Data from the British Household Panel Survey (BHPS) 1997-2000, the U.K. Department of Health and Laing’s Healthcare Market Review 1999-2000, are used in this analysis. The panel nature of the survey allows a national, representative sample of households to be followed over the years for which data on PMI subscription are available. The BHPS has not previously been used to examine determinants of PMI prevalence. Previous analysis utilized cross-sectional data that do not well reflect the dynamic nature of the PMI market. Insurance status, PMI policy changes, individual circumstances and waiting lists are all subject to change over time. Our analysis also incorporates data from other sources. We include data on inpatient and outpatient waiting times estimated at the health authority (HA) and regional level (provided by the NHS Waiting Times Team), as well as data on the number of private acute care beds, at the regional level (Laing and Buisson 2000a), and estimates of the regional distribution of physicians working in the private health care sector (DH 2001). The results provide new evidence as to what factors determine the size of the PMI market in England.

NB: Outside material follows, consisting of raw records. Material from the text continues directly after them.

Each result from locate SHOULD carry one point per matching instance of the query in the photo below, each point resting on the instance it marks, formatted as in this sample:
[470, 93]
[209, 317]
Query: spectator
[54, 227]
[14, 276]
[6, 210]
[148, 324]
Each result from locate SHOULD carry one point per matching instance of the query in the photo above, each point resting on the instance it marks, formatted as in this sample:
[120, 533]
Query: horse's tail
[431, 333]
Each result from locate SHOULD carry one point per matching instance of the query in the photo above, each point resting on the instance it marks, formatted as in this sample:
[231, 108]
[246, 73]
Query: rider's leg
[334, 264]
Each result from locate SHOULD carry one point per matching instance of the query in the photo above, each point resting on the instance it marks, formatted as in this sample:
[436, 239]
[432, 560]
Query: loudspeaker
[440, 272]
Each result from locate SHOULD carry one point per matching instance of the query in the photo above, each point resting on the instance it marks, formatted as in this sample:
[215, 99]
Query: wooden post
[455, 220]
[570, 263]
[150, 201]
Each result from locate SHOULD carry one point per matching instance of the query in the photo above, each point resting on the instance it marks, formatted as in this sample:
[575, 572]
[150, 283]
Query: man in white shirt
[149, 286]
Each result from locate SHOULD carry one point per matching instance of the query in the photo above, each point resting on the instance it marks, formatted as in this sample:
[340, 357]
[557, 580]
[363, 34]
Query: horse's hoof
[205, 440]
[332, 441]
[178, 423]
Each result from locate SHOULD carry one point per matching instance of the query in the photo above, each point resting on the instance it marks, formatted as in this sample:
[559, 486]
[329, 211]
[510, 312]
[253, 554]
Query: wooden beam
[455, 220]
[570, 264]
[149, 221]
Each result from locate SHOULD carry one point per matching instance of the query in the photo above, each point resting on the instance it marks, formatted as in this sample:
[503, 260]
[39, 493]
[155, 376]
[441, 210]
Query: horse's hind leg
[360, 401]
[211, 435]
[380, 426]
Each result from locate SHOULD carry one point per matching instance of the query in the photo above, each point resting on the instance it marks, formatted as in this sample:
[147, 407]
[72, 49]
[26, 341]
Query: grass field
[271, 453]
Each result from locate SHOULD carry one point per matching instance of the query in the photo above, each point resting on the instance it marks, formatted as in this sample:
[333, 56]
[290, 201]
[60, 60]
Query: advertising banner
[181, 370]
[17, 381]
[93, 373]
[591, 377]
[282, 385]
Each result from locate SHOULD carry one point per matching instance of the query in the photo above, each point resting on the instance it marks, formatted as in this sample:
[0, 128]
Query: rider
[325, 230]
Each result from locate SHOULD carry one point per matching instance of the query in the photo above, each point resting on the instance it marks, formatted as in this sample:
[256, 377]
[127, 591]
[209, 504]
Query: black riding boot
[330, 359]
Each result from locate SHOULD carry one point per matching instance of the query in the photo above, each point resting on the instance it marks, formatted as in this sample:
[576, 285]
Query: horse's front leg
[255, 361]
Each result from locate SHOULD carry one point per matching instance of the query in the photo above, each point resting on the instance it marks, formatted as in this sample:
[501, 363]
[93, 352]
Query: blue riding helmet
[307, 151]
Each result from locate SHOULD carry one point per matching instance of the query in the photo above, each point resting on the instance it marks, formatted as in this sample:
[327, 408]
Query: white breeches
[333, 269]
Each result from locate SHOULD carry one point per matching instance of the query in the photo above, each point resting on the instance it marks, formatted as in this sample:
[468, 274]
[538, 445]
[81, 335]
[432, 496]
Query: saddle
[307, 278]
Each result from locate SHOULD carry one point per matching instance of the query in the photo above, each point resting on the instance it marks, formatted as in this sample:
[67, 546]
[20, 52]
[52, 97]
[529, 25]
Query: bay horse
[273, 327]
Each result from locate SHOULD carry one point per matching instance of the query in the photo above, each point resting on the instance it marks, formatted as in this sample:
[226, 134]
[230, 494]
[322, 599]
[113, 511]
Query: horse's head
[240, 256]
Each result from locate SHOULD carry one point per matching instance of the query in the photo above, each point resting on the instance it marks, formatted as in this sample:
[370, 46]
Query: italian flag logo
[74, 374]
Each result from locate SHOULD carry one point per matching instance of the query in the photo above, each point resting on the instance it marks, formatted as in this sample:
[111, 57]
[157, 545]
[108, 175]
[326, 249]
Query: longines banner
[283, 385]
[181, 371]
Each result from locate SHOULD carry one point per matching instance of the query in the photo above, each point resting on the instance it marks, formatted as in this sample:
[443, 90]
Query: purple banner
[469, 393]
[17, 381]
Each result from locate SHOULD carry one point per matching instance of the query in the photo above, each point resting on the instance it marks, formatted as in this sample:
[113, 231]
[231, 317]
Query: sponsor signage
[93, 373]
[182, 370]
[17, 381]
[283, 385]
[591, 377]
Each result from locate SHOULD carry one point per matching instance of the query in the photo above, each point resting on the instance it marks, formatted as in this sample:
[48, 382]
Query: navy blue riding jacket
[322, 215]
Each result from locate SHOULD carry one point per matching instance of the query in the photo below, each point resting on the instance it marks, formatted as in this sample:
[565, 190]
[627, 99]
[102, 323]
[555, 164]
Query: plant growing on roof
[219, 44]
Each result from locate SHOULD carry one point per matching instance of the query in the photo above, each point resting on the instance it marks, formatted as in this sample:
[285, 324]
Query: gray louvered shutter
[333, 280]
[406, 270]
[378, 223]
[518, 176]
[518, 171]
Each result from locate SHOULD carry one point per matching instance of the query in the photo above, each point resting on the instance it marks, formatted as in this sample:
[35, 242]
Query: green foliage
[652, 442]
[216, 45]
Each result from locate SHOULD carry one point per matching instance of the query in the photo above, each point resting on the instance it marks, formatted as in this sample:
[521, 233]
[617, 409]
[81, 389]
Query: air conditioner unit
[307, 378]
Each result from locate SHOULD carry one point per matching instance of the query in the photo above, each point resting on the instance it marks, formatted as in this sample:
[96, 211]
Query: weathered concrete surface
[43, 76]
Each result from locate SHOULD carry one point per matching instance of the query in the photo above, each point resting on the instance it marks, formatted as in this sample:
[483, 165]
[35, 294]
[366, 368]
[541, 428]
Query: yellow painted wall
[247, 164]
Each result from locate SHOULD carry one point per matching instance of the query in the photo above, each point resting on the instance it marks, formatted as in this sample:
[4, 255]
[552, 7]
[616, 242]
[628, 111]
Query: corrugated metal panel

MODELLING THE DECISION TO PURCHASE PMI

Several factors impact on the decision to purchase PMI. These include the perceived magnitude of a potential loss because of illness, relative to income and an individual’s degree of risk aversion (Cutler and Zeckhauser 2000; Santerre and Neun 2000). Choice and convenience, as offered by a private health care alternative, are also benefits sought by PMI subscribers (Bosanquet and Pollard 1997; Barr 1998). In some cases quality of care available through private insurance, relative to that available through an NHS system, may also be an incentive (Besley, Hall, and Preston 1999).